( Un nouveau cadre légal pour protéger les PVVIH)
À l’occasion de la Journée internationale « Zéro discrimination » célébrée le 21 mars 2026 à Cotonou, le Bénin a réaffirmé son engagement à placer la dignité humaine au cœur de la riposte contre le VIH. Entre sensibilisation communautaire et vulgarisation de la nouvelle loi n°2026-02, les acteurs de la santé et de la société civile s’unissent pour lever les barrières de la stigmatisation et atteindre l’objectif d’élimination du sida d’ici 2030.
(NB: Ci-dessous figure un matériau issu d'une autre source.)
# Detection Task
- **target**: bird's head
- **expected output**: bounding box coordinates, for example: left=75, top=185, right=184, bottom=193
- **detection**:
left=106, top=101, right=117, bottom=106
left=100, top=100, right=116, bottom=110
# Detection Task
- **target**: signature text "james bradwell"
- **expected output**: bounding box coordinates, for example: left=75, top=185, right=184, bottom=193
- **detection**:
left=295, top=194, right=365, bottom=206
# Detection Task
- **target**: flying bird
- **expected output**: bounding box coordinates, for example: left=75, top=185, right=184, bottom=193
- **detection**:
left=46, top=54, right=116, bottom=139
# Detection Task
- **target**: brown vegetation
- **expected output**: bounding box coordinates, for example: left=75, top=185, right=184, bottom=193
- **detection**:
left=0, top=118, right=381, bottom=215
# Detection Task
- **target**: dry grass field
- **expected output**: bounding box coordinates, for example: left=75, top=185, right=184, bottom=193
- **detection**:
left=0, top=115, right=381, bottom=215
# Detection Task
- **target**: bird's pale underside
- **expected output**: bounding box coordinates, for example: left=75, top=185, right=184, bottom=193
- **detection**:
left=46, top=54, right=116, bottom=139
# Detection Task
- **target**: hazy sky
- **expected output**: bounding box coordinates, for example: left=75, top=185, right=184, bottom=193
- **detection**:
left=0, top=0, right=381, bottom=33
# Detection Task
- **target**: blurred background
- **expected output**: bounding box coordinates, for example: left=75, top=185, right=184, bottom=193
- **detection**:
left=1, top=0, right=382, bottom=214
Le VIH (Virus de l’immunodéficience humaine), à l’origine du sida, affaiblit le système immunitaire et réduit la capacité de l’organisme à lutter contre les infections. Au Bénin, la riposte s’est progressivement structurée depuis les années 1980, combinant prévention, dépistage, traitements antirétroviraux et accompagnement psychosocial. Une nouvelle étape a été franchie avec la promulgation de la loi n°2026-02 du 9 février 2026. Ce texte renforce la protection des personnes vivant avec le VIH (PVVIH) et introduit des notions clés telles que l’auto-dépistage, la confidentialité, le consentement éclairé et la lutte contre la stigmatisation. La définition des populations clés y a également été précisée.
C’est dans ce contexte que le Bénin a commémoré la Journée internationale « Zéro discrimination ».
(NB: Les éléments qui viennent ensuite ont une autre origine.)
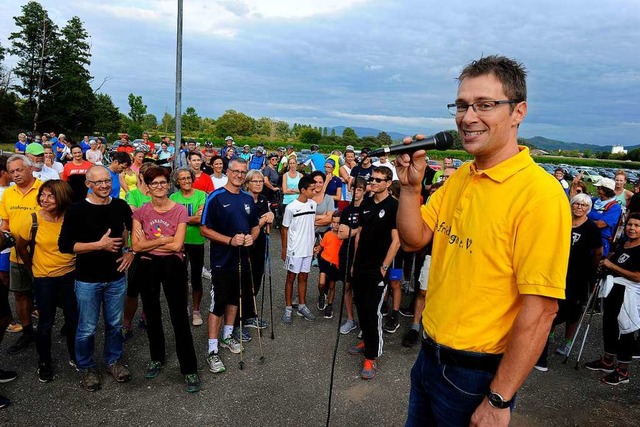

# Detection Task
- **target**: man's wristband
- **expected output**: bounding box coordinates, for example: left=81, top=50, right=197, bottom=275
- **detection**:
left=122, top=247, right=136, bottom=255
left=229, top=237, right=233, bottom=246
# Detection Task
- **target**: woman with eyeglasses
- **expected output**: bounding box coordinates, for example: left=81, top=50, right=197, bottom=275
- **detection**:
left=235, top=170, right=273, bottom=337
left=169, top=167, right=207, bottom=327
left=535, top=193, right=602, bottom=371
left=585, top=212, right=640, bottom=385
left=16, top=180, right=77, bottom=383
left=131, top=167, right=200, bottom=393
left=324, top=159, right=342, bottom=208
L’événement, initié par le ministère de la Santé à travers le CNLS-TP, s’est tenu le samedi 21 mars 2026 au grand amphithéâtre de la Faculté des sciences de la santé (FSS) de Cotonou. Il a réuni autorités, partenaires techniques, acteurs de la société civile et étudiants autour d’un objectif commun : promouvoir un environnement exempt de stigmatisation.
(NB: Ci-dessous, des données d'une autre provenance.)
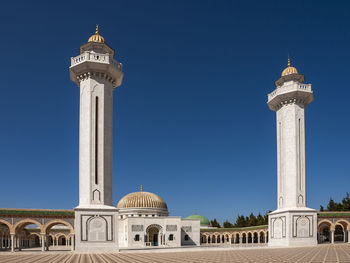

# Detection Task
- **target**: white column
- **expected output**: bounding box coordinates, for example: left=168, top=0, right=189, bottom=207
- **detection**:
left=71, top=235, right=75, bottom=251
left=41, top=234, right=45, bottom=252
left=331, top=231, right=334, bottom=244
left=348, top=230, right=350, bottom=243
left=10, top=234, right=15, bottom=252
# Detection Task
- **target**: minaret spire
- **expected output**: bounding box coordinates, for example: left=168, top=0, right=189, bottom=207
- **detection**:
left=267, top=58, right=316, bottom=247
left=95, top=24, right=100, bottom=35
left=70, top=27, right=123, bottom=251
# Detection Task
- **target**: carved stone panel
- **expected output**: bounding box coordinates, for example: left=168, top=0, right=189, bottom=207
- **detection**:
left=81, top=215, right=113, bottom=242
left=293, top=215, right=313, bottom=238
left=132, top=225, right=144, bottom=232
left=166, top=225, right=177, bottom=231
left=271, top=216, right=286, bottom=239
left=88, top=217, right=107, bottom=241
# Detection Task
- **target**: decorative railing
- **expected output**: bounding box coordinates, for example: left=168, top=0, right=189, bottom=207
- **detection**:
left=71, top=52, right=122, bottom=70
left=268, top=83, right=312, bottom=99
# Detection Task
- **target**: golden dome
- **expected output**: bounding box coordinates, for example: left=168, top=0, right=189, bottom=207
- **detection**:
left=117, top=186, right=168, bottom=210
left=88, top=25, right=105, bottom=44
left=281, top=57, right=298, bottom=76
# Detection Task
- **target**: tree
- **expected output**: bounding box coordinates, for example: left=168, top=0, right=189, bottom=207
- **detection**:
left=248, top=213, right=257, bottom=226
left=210, top=219, right=221, bottom=228
left=342, top=192, right=350, bottom=211
left=234, top=215, right=247, bottom=227
left=327, top=198, right=339, bottom=211
left=223, top=220, right=234, bottom=228
left=256, top=213, right=265, bottom=225
left=321, top=193, right=350, bottom=211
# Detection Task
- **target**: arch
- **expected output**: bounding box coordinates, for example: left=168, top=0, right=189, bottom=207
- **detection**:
left=242, top=232, right=247, bottom=243
left=253, top=232, right=258, bottom=243
left=28, top=232, right=41, bottom=239
left=334, top=220, right=350, bottom=231
left=43, top=219, right=74, bottom=234
left=146, top=224, right=163, bottom=233
left=0, top=219, right=12, bottom=231
left=146, top=224, right=162, bottom=246
left=318, top=219, right=335, bottom=230
left=247, top=232, right=253, bottom=243
left=334, top=224, right=345, bottom=242
left=235, top=233, right=240, bottom=243
left=57, top=235, right=67, bottom=246
left=259, top=231, right=265, bottom=243
left=13, top=219, right=43, bottom=234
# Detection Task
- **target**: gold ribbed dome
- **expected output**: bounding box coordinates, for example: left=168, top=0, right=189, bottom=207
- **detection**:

Placée sous le thème « Les personnes d’abord » (People first), cette édition met l’accent sur les droits humains dans la riposte au VIH. Elle vise à placer les PVVIH au centre des actions. Malgré les progrès enregistrés, les organisateurs rappellent que la stigmatisation reste un obstacle majeur à l’élimination du sida à l’horizon 2030. La journée a débuté par une caravane de sensibilisation entre le carrefour Cadjèhoun et la FSS. Encadrée par les forces de sécurité, elle a mobilisé des organisations communautaires et des conducteurs de taxi-moto formés à la sensibilisation, afin de renforcer l’ancrage local du message « zéro discrimination ».
Le ministre de la Santé, Benjamin Hounkpatin, a insisté sur la dimension humaine de la riposte : « La fin du VIH ne sera possible que si nous plaçons la dignité humaine au centre de nos actions », a-t-il affirmé.

Selon le préfet du Littoral, Alain Sourou Orounla, la portée sociale est un point convergent de cet engagement : « Zéro discrimination n’est pas seulement un idéal. C’est une exigence morale », a-t-il déclaré. Intervenant au nom du Système des Nations Unies, le Dr Jean Konan a rappelé que les préjugés freinent l’accès aux soins. « Une personne sur quatre vivant avec le VIH subit encore des discriminations », a-t-il précisé.
L’un des moments forts de cette célébration a été la présentation de la loi n°2026-02. Le coordonnateur du Programme national de lutte contre le sida, Bachabi Moussa, a détaillé les innovations du texte. La loi passe de 37 à 59 articles, répartis en neuf chapitres. Plusieurs dispositions ont été modifiées ou ajoutées afin de renforcer la prévention, la prise en charge et la protection juridique des PVVIH.

Au-delà de la commémoration, les organisateurs visent une meilleure appropriation de la loi, un renforcement du plaidoyer et une sensibilisation accrue des populations. L’initiative entend aussi consolider la collaboration entre les acteurs, dans une approche intégrée alliant santé publique, droits humains et engagement communautaire. Malgré les avancées, la stigmatisation demeure une réalité qui pourrait freiner les efforts engagés.
Par ailleurs, Urielle Assogba la jeunesse étudiante en sciences sociales à la FSS, y voit un appel à l’engagement citoyen. Selon elle, la nouvelle loi devrait encourager les jeunes à « sensibiliser autour d’eux et de montrer que les personnes vivant avec le VIH ne sont pas à mettre à l’écart ».